Those who have been struggling under the FD Slimfast programme for the past few years are enjoying the irony that demands for new standards for beancounters could lead to the return of investment.
There’s even talk of a new Y2K. Most of the talk will turn out to be just talk. In the IT vendors’ case, they’ve slipped back into the bad old days’ habit of hype. Dozens of desperate companies are now claiming their ‘IT solution’ comes with added Sarbanes-Oxley fixer.
There is plenty support for this wishful thinking. AMR Research estimates $2.5bn (£1.57bn) will be spent by US public companies just on compliance with Sarbanes-Oxley.
More sober voices say that IAS will require very little in the way of new systems. But excessive sobriety has been the new over-enthusiasm since the dotcom collapse – and should come with the same health warnings. The question for IT is not whether business will need to finance a technology bonanza; the coming change is about the emphasis of business IT.
That increasingly means the management of data – more specifically ensuring that bits and bytes data turns into information and knowledge that business can use for competitive advantage.

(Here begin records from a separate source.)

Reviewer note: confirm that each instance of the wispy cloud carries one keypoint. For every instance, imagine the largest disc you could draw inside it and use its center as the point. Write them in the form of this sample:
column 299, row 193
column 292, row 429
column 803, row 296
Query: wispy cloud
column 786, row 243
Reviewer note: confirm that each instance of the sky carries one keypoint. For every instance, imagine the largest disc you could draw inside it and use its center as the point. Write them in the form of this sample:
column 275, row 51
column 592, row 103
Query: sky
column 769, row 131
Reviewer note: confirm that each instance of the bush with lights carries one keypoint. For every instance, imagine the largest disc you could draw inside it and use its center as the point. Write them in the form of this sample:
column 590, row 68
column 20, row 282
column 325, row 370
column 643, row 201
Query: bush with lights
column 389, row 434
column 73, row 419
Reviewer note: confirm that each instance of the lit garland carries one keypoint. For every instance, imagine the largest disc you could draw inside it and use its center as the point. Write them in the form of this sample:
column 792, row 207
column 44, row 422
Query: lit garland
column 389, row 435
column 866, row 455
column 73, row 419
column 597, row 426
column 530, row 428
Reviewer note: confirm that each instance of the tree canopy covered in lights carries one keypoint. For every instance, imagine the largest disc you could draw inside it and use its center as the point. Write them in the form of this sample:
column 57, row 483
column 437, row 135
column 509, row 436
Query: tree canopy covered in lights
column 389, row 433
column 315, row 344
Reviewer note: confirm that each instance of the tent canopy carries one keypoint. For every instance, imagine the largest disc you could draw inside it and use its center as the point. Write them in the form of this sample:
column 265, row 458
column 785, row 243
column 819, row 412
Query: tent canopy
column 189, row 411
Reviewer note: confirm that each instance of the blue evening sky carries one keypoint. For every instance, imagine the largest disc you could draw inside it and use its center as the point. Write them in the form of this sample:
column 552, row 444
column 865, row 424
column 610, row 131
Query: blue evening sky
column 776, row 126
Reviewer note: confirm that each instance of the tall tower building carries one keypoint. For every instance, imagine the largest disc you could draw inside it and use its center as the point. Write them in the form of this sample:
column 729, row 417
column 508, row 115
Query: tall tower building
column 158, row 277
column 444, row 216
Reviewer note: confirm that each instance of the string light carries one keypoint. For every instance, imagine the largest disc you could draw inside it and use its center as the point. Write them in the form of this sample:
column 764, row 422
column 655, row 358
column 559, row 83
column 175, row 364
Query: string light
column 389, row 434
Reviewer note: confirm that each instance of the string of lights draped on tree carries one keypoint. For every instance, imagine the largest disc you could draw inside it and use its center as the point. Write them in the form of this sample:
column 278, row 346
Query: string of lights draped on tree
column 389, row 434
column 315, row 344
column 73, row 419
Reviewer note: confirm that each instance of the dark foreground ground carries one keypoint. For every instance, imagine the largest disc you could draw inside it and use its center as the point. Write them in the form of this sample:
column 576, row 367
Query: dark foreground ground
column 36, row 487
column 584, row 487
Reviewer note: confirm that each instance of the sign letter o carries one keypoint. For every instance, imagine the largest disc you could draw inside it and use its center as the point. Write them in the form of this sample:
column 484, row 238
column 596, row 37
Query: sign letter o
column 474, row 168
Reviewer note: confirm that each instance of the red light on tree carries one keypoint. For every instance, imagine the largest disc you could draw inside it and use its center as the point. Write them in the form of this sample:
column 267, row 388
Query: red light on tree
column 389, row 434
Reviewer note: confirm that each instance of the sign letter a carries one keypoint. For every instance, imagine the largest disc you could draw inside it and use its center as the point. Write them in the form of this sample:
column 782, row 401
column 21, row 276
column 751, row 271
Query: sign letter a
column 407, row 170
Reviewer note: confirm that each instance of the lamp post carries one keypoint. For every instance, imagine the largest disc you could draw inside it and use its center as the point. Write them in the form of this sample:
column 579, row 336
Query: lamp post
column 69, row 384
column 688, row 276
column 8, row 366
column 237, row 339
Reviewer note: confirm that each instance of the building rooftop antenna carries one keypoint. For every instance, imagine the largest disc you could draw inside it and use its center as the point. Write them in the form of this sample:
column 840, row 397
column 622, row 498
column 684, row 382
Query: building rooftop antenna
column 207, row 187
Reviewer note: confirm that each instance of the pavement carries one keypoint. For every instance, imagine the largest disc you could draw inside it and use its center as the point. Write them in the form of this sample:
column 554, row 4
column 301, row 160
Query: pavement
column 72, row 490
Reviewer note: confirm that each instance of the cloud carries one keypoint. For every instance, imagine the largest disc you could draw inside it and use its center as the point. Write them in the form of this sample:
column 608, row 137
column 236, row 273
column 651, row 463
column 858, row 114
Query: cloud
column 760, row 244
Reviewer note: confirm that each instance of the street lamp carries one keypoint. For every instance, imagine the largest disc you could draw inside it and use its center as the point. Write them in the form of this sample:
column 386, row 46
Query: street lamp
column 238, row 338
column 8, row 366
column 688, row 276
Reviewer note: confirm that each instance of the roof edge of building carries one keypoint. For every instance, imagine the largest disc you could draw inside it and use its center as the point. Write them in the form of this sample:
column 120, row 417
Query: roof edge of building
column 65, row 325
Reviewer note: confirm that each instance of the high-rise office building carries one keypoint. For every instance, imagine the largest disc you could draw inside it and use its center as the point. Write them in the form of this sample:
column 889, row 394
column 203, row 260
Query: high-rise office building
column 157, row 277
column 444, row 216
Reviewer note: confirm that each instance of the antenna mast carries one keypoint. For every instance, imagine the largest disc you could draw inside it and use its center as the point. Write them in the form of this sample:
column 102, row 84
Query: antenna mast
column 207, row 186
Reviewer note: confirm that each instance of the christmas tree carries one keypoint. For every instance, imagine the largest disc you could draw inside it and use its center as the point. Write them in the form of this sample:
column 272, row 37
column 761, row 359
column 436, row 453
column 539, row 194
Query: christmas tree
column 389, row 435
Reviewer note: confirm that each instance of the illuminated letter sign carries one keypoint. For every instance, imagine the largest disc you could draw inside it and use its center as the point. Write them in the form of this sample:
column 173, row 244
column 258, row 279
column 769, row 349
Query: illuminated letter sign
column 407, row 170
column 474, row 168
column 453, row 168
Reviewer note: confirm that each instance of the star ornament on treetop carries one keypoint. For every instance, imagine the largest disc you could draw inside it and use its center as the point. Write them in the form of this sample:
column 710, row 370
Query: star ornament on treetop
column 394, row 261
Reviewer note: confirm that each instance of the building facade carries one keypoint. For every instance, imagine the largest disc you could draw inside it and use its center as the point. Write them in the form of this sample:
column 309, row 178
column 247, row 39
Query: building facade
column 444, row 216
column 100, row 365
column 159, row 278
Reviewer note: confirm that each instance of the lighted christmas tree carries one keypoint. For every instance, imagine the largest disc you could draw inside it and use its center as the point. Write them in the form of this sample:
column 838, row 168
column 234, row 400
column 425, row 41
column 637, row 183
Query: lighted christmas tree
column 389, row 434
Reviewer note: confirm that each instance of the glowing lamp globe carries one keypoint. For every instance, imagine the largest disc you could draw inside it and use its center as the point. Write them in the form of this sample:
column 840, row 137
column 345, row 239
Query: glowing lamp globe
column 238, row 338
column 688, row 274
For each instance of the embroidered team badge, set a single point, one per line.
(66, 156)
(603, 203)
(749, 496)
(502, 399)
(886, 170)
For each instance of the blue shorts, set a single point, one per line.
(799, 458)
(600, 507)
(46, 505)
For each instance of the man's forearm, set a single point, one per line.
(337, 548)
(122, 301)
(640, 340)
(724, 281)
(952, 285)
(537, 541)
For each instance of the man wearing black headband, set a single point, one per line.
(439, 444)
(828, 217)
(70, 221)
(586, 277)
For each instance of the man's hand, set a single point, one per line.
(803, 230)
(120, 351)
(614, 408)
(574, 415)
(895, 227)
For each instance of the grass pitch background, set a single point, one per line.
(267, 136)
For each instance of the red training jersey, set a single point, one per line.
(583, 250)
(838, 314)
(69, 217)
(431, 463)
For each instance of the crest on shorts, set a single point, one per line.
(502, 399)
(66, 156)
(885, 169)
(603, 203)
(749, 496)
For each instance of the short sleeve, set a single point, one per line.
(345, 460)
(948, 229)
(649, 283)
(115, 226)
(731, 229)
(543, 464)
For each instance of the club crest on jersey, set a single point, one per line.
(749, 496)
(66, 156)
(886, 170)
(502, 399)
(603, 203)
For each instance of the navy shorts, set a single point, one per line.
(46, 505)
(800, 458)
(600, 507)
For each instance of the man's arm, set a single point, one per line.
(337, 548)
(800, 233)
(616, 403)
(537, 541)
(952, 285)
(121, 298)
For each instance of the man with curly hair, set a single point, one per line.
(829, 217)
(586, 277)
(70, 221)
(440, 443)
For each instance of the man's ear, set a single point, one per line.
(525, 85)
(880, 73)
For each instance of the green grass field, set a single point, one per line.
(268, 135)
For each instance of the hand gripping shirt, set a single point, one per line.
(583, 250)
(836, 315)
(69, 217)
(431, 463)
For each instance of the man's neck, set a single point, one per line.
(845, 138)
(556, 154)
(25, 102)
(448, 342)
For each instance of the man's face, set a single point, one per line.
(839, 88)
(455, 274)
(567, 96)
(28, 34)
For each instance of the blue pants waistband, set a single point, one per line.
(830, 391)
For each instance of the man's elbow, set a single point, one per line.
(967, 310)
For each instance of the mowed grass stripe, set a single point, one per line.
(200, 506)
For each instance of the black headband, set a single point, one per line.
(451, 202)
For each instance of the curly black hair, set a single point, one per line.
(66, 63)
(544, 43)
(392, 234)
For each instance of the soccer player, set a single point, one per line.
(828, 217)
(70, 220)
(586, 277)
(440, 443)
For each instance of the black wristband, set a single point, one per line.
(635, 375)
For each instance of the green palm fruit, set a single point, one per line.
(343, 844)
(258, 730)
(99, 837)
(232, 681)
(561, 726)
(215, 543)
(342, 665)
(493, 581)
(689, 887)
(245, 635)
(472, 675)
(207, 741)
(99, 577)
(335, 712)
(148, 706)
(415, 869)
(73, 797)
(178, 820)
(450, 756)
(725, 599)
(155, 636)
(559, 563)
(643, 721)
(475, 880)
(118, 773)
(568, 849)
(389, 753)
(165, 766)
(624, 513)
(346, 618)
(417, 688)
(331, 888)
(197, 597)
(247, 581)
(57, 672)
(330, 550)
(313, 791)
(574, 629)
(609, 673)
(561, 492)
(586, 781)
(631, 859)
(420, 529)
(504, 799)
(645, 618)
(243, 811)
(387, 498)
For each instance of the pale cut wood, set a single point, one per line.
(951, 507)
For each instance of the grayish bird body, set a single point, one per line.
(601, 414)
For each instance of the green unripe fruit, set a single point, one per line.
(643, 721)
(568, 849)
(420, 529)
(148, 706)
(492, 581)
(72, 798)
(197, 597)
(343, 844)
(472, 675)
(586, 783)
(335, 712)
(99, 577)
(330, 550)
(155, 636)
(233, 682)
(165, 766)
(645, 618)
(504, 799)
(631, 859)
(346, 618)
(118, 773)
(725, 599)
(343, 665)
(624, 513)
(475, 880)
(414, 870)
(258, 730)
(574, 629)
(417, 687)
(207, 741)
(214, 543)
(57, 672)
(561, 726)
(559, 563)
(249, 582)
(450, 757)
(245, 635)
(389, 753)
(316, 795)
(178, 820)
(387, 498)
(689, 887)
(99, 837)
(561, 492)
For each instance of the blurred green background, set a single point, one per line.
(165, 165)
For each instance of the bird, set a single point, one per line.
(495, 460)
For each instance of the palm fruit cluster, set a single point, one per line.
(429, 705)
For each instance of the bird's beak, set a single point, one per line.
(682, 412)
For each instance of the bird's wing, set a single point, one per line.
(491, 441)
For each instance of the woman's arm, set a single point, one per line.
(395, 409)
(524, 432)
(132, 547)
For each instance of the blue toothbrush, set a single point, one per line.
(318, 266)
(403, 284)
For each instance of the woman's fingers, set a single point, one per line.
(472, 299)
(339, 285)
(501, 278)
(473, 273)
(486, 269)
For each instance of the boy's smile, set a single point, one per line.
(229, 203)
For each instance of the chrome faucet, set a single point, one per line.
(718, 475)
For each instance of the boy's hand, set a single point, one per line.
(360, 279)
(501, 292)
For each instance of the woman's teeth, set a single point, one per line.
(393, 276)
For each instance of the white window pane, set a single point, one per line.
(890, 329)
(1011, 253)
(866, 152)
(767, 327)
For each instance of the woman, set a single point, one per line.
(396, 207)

If you’re looking for a steer on horses to back, web services, service-oriented architecture and data-mining are likely to play a part. Business monitoring software will shoot up to the top four spending priorities of nearly a third of the world’s biggest companies, according to Gartner.
It doesn’t necessarily mean an IT boom, and it certainly doesn’t hand power back to an IT departmental silo. But it does suggest a role for technology in the enterprise – albeit completely aligned to the business.
Don’t be surprised if people eventually see Enron, WorldCom et al as the start of the next stage of the evolution of IT.